La pénurie d’adresses IP menace l’Internet mondial. Faut-il s’en inquiéter?

Avenir Le dernier lot d’adresses IP, permettant d’identifier tout appareil connecté au Net, a été attribué la semaine passée. Alors que les signaux d’alarme se multiplient, la plupart des acteurs semblent pour l’heure bien passifs

«C’est complètement vide, il n’y en a plus.» Rod Beckstrom, responsable de l’ICANN, a eu le sens de la formule, jeudi dernier à Miami. Haute autorité de l’Internet au niveau mondial, l’ICANN a voulu émettre un ultime signal d’alerte: la pénurie d’adresses IP menace dangereusement, les toutes dernières étant sur le point d’être utilisées. Du coup, le spectre d’une paralysie du réseau ressurgit – mais voilà, il semble nettement plus crédible que celui du bug de l’an 2000. Voici des pistes pour y voir plus clair – voire même pour briller lors de dîners mondains.

De quoi parlons-nous?

Chaque objet connecté à Internet possède sa propre adresse IP, soit un identifiant unique. Et ce grâce à la norme IPv4, qui autorise des adresses à quatre octets, soit quatre nombres, de 0 à 255, qui se suivent. Le calcul est simple: avec toutes les combinaisons possibles, il existe ainsi au maximum 4,3 milliards d’adresses IP disponibles. En 1981, cela semblait plus que suffisant. «Comment diable pouvions-nous savoir à l’époque combien d’adresses seraient nécessaires», s’est exclamé en janvier Vinton Cerf, l’un des pères d’Internet.

Du coup, quel est le problème?

Au début d’Internet, ordinateurs et sites web étaient connectés. Puis ces objets se sont multipliés. Aujourd’hui, téléphones mobiles, téléviseurs, GPS, voitures, frigos, machines industrielles ou encore consoles de jeu ont une adresse IP. Il y a beau n’avoir «que» 2,08 milliards d’internautes sur Terre (chiffres 2010 de l’Union internationale des télécommunications), les appareils connectés prolifèrent. Du coup, la pénurie menace.

Mais cela fait longtemps que l’on parle de cette pénurie…

C’est vrai. Mais cette fois, elle se rapproche sérieusement. La semaine passée, la zone Asie-Pa­cifique a été dotée de deux des sept derniers blocs d’adresses. Il ne reste plus que cinq lots dotés chacun de 16,7 millions d’adresses IP à distribuer parmi cinq régions (Amérique du Nord, ­Europe - Moyen-Orient, Afrique, Asie-Pacifique, Amérique du Sud). Ensuite, ces adresses sont réparties entre les fournisseurs d’accès.

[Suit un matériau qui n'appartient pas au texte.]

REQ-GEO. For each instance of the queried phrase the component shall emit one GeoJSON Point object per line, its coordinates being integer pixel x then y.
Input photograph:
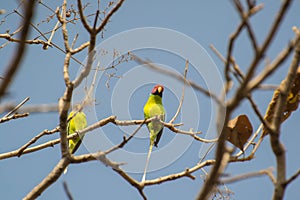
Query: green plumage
{"type": "Point", "coordinates": [77, 123]}
{"type": "Point", "coordinates": [154, 108]}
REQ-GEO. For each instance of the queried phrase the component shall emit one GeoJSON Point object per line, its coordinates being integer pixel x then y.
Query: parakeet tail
{"type": "Point", "coordinates": [66, 170]}
{"type": "Point", "coordinates": [147, 162]}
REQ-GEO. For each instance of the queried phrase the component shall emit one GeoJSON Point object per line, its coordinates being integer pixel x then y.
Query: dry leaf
{"type": "Point", "coordinates": [239, 131]}
{"type": "Point", "coordinates": [291, 103]}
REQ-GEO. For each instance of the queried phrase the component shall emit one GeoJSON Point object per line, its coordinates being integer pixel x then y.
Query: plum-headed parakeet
{"type": "Point", "coordinates": [154, 108]}
{"type": "Point", "coordinates": [77, 122]}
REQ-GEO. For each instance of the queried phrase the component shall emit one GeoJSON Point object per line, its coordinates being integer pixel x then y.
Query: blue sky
{"type": "Point", "coordinates": [205, 22]}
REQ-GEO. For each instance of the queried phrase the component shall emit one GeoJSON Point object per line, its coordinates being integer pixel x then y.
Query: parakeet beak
{"type": "Point", "coordinates": [159, 89]}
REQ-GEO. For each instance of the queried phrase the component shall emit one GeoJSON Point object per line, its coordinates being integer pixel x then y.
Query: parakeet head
{"type": "Point", "coordinates": [158, 90]}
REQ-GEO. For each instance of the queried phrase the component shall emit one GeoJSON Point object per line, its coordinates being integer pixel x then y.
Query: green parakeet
{"type": "Point", "coordinates": [154, 108]}
{"type": "Point", "coordinates": [77, 123]}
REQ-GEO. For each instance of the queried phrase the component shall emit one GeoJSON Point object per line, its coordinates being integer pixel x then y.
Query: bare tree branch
{"type": "Point", "coordinates": [16, 60]}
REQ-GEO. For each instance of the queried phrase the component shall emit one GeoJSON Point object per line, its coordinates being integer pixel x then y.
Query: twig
{"type": "Point", "coordinates": [18, 55]}
{"type": "Point", "coordinates": [38, 108]}
{"type": "Point", "coordinates": [182, 93]}
{"type": "Point", "coordinates": [33, 140]}
{"type": "Point", "coordinates": [177, 77]}
{"type": "Point", "coordinates": [292, 178]}
{"type": "Point", "coordinates": [67, 191]}
{"type": "Point", "coordinates": [14, 116]}
{"type": "Point", "coordinates": [108, 16]}
{"type": "Point", "coordinates": [277, 146]}
{"type": "Point", "coordinates": [17, 107]}
{"type": "Point", "coordinates": [267, 172]}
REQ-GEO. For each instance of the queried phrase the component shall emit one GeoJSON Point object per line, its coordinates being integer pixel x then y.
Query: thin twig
{"type": "Point", "coordinates": [67, 191]}
{"type": "Point", "coordinates": [17, 107]}
{"type": "Point", "coordinates": [182, 93]}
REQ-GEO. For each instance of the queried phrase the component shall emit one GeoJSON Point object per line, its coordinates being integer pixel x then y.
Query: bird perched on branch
{"type": "Point", "coordinates": [77, 122]}
{"type": "Point", "coordinates": [154, 109]}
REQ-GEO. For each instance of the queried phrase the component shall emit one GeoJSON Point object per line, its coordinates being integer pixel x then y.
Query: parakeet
{"type": "Point", "coordinates": [154, 108]}
{"type": "Point", "coordinates": [77, 123]}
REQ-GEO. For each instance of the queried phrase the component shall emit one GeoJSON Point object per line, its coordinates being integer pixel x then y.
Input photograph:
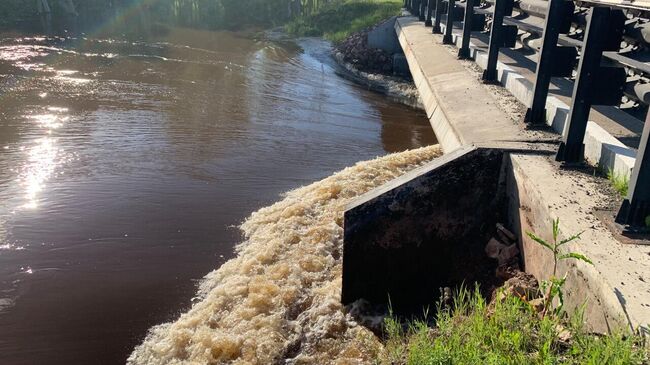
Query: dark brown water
{"type": "Point", "coordinates": [125, 165]}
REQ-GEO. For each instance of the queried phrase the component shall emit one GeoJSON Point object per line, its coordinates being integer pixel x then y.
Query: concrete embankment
{"type": "Point", "coordinates": [278, 301]}
{"type": "Point", "coordinates": [468, 117]}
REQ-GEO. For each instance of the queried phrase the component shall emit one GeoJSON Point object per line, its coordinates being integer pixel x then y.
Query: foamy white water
{"type": "Point", "coordinates": [278, 300]}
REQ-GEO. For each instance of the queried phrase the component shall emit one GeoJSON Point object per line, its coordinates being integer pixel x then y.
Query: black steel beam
{"type": "Point", "coordinates": [464, 51]}
{"type": "Point", "coordinates": [449, 25]}
{"type": "Point", "coordinates": [422, 10]}
{"type": "Point", "coordinates": [555, 15]}
{"type": "Point", "coordinates": [598, 29]}
{"type": "Point", "coordinates": [438, 17]}
{"type": "Point", "coordinates": [635, 211]}
{"type": "Point", "coordinates": [490, 75]}
{"type": "Point", "coordinates": [430, 5]}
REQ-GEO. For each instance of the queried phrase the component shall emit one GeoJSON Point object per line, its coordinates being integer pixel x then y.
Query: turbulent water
{"type": "Point", "coordinates": [126, 164]}
{"type": "Point", "coordinates": [279, 299]}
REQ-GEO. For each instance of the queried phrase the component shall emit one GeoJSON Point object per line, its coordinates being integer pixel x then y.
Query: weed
{"type": "Point", "coordinates": [620, 182]}
{"type": "Point", "coordinates": [507, 331]}
{"type": "Point", "coordinates": [552, 288]}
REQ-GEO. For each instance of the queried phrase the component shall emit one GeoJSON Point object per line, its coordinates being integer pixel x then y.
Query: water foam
{"type": "Point", "coordinates": [278, 301]}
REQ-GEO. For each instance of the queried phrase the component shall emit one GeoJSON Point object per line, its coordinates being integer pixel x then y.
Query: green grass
{"type": "Point", "coordinates": [505, 332]}
{"type": "Point", "coordinates": [620, 182]}
{"type": "Point", "coordinates": [340, 18]}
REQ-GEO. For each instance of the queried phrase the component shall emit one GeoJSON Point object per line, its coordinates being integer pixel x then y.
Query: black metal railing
{"type": "Point", "coordinates": [595, 83]}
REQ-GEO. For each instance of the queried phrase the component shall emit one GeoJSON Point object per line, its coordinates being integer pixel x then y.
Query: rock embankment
{"type": "Point", "coordinates": [355, 51]}
{"type": "Point", "coordinates": [373, 69]}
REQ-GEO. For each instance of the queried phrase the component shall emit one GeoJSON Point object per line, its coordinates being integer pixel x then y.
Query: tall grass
{"type": "Point", "coordinates": [620, 182]}
{"type": "Point", "coordinates": [338, 19]}
{"type": "Point", "coordinates": [507, 331]}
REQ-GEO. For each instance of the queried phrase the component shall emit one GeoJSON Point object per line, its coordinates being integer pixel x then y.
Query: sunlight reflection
{"type": "Point", "coordinates": [41, 163]}
{"type": "Point", "coordinates": [49, 121]}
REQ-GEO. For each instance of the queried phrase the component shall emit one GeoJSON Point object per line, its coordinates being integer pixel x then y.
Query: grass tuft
{"type": "Point", "coordinates": [340, 18]}
{"type": "Point", "coordinates": [507, 331]}
{"type": "Point", "coordinates": [620, 182]}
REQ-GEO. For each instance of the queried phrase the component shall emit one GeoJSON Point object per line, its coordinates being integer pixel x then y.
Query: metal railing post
{"type": "Point", "coordinates": [496, 41]}
{"type": "Point", "coordinates": [556, 17]}
{"type": "Point", "coordinates": [427, 20]}
{"type": "Point", "coordinates": [635, 211]}
{"type": "Point", "coordinates": [585, 91]}
{"type": "Point", "coordinates": [464, 51]}
{"type": "Point", "coordinates": [449, 25]}
{"type": "Point", "coordinates": [436, 20]}
{"type": "Point", "coordinates": [422, 10]}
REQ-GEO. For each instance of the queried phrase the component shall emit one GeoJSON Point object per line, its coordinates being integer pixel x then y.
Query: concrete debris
{"type": "Point", "coordinates": [493, 248]}
{"type": "Point", "coordinates": [504, 253]}
{"type": "Point", "coordinates": [505, 234]}
{"type": "Point", "coordinates": [522, 285]}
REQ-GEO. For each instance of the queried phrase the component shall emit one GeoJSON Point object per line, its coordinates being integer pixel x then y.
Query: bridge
{"type": "Point", "coordinates": [526, 112]}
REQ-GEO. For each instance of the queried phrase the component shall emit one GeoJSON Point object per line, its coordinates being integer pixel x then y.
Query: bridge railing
{"type": "Point", "coordinates": [596, 83]}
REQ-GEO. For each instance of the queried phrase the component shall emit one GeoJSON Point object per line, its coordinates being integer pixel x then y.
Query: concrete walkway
{"type": "Point", "coordinates": [460, 109]}
{"type": "Point", "coordinates": [463, 112]}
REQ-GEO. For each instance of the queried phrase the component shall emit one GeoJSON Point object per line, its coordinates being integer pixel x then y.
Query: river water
{"type": "Point", "coordinates": [125, 166]}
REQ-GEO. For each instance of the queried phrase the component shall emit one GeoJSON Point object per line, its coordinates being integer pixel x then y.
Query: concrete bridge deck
{"type": "Point", "coordinates": [465, 113]}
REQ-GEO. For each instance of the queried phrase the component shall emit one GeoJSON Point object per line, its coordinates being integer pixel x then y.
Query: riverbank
{"type": "Point", "coordinates": [373, 68]}
{"type": "Point", "coordinates": [279, 299]}
{"type": "Point", "coordinates": [338, 19]}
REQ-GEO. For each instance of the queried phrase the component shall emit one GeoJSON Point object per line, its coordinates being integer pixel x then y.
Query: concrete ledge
{"type": "Point", "coordinates": [614, 289]}
{"type": "Point", "coordinates": [601, 148]}
{"type": "Point", "coordinates": [460, 110]}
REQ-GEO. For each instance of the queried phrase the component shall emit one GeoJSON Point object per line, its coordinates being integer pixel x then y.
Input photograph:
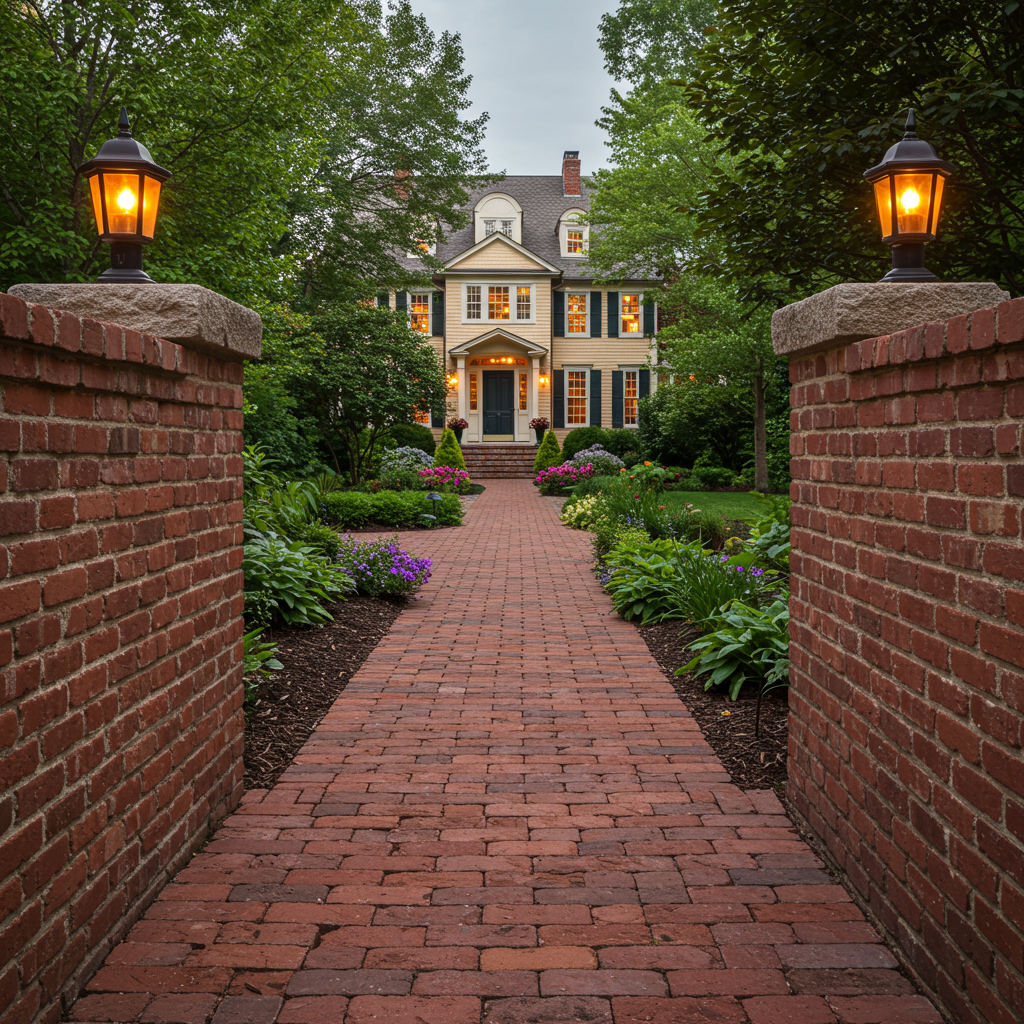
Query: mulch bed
{"type": "Point", "coordinates": [318, 663]}
{"type": "Point", "coordinates": [754, 762]}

Personne ne peut dire quand toutes ces adresses seront attribuées. Fin 2011? Début 2012? En tout cas, la date se ­rapproche. Plusieurs entreprises ont mis au point des comptes à rebours pour prédire cette date – prudence quand même, car ce sont souvent ces entreprises qui ont des intérêts financiers pour la migration vers la future norme…

Quel futur après l’IPv4?

La norme IPv6, créée en 1995 déjà. Cette norme comprend des adresses à 128 chiffres, soit un total de 340 sextillions – un sextillion étant un chiffre suivi de 36 zéros. De quoi tenir a priori très longtemps. Mais voilà, pour l’heure, selon les estimations de Google, seul 0,2% du trafic mondial sur le Net s’effectue en IPv6.

Qui devrait faire quoi?

La responsabilité incombe surtout aux fournisseurs d’accès, qui doivent migrer une partie de leur matériel et mettre à jour leurs logiciels. «Nous y travaillons depuis un moment, et nous serons prêts le jour venu, explique Christian Neuhaus, porte-parole de Swisscom. Les deux normes vont exister longtemps en parallèle, et la transition se fera en douceur». De leur côté, Google, Facebook et Yahoo se mobiliseront le 8 juin prochain – leur page d’accueil sera alors accessible en IPv6.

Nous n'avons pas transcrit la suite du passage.